The introduction should be more explicit about the implied issue in LEMs about cell-size dependency of LEM simulations. If processes are scaled correctly, there should not be cell size dependence unless the cell size is too small to adequately represent slope processes and morphology.
Lines 61-96: The exposition here is clear. The use of combined sediment transport and bedrock erosion is fine, although in many natural channel systems transition from bedrock reaches to alluvial reaches is abrupt.
Line 105: The choice of only one downstream cell to define channels is fine for steady state incision, but what happens when channels aggrade and there are multiple downstream potential flow paths (e.g., alluvial fans)? I see that this is addressed as a limitation in Lines 108-110.
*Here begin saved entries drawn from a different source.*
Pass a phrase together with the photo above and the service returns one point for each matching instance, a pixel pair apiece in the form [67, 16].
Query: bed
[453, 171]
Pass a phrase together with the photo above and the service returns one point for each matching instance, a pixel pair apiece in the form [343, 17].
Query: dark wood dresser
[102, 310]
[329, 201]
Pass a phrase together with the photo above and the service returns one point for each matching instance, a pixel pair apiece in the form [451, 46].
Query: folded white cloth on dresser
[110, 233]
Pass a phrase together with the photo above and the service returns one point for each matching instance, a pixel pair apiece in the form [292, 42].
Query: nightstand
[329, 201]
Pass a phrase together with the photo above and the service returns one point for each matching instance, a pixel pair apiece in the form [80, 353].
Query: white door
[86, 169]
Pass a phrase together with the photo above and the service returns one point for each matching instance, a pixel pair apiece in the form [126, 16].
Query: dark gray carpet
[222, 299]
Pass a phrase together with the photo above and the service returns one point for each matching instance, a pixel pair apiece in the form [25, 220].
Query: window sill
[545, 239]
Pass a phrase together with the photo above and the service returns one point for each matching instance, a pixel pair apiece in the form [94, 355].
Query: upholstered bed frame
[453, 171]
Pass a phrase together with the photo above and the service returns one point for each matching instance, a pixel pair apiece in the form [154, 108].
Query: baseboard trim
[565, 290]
Section 2 general comment: The erosion model in this part of the paper only considers fluvial processes. In the absence of slope processes is not the entire network channelized by definition?
The use of Ah to emulate slope processes in what is essentially a fluvial-only model seems arbitrary. The justification seems to be primarily to allow computationally-efficient modeling by eliminating the complexities of explicit modeling of mass wasting. This lessens any general implications of scale independence beyond their specific LEM.
In general the paper is clearly written and illustrated. The conclusions of the modeling seem limited to a specific implementation of their LEM in terms of process modeling, channel network definition, flow routing and grid characteristics.